The above points show that the boundaries between original creation, assistance and cognitive delegation are becoming blurred in the age of AI. Rather than thinking in terms of all or nothing (either allowing AI completely or banning it entirely), it makes more sense to adopt a nuanced approach. Experts propose developing a gradation of AI uses in academic work.
For example, we can distinguish between:
- Instrumental use: AI is used as a technical tool with no impact on the intellectual content of the work. Examples: correcting spelling/grammar, formatting text, checking references. This use is comparable to software such as Grammarly or Antidote, which does not contribute ideas but simply helps with form. This use is generally considered acceptable, in the same way as using an automatic spell checker.
- Advisory use: AI serves as a brainstorming partner to stimulate ideas, without replacing the author. For example, students chat with ChatGPT to gather ideas on a topic and ask questions to clarify a concept, but ultimately write the final text in their own words and with their own ideas. Here, AI is a kind of intellectual sparring partner, which can be seen as acceptable (some may even see it as a form of learning) as long as the student remains in control of the content.
- Contributory use: AI is an acknowledged collaborator, generating a significant portion of the content, but this contribution is supervised and declared. For example, a student may ask the AI to write an explanatory paragraph that they will then include in their assignment, clearly indicating this (‘paragraph generated with this tool, reviewed by me’). This could be likened to a co-authoring effort between the student and the AI. This is obviously a delicate area: it goes beyond a purely personal exercise, but if it is done transparently and under supervision (and, for example, authorised by the teacher for this specific exercise), it could be accepted in certain contexts. The assessment would then need to be adapted accordingly (see section 5 on assessment).

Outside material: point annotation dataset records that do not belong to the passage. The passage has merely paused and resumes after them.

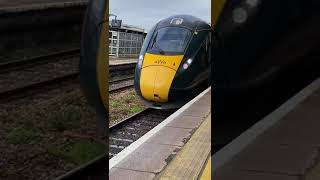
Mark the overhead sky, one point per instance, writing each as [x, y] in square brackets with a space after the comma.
[146, 13]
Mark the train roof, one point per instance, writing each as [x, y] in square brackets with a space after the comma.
[186, 21]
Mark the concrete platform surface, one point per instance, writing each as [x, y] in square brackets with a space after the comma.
[285, 145]
[181, 139]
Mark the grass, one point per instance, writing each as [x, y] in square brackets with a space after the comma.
[67, 118]
[22, 135]
[123, 105]
[136, 109]
[78, 152]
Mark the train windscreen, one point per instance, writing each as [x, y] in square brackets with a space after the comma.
[171, 40]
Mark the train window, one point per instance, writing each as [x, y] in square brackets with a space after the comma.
[171, 40]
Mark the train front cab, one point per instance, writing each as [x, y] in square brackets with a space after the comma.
[170, 75]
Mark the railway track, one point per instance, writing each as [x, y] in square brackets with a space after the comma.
[24, 77]
[37, 60]
[131, 129]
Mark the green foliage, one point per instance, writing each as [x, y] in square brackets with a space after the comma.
[21, 135]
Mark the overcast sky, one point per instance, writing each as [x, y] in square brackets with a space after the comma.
[146, 13]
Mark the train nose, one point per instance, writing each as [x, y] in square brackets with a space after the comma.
[157, 74]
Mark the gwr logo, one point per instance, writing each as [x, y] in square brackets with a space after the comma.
[160, 62]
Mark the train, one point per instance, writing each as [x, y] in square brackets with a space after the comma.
[175, 62]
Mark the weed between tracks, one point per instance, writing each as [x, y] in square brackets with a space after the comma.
[123, 104]
[47, 135]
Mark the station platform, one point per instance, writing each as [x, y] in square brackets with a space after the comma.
[178, 148]
[120, 61]
[284, 145]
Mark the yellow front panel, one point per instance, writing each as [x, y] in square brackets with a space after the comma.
[172, 62]
[157, 75]
[216, 9]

- Substitutive use: AI is the main producer of the work, with the student essentially acting as the client. This is the case with an assignment written almost entirely by ChatGPT and submitted as is (or with very minor changes) by the student. Here, there is a clear delegation of intellectual work: the student has not accomplished the expected cognitive task, which poses a pedagogical problem (no real learning) and an ethical problem (a form of cheating). This use should be considered unacceptable in the context of graded work, in the same way as traditional plagiarism.

There may be gradations between these categories. The important thing is to explicitly set boundaries in each context (each course, each institution): what is allowed and what is not. For example, a teacher might say to their students: “For this assignment, you can use ChatGPT to help you find ideas (consultative use), but any generated text must be rewritten in your own words and may not be left as is (no substitute use). Another may allow contributory use on condition that the AI-generated draft is attached as an appendix and that a reflection on how the AI was used is written. Yet another may choose to ban AI entirely for a given assignment (including instrumental use) if the aim is to assess the student’s raw ability without assistance.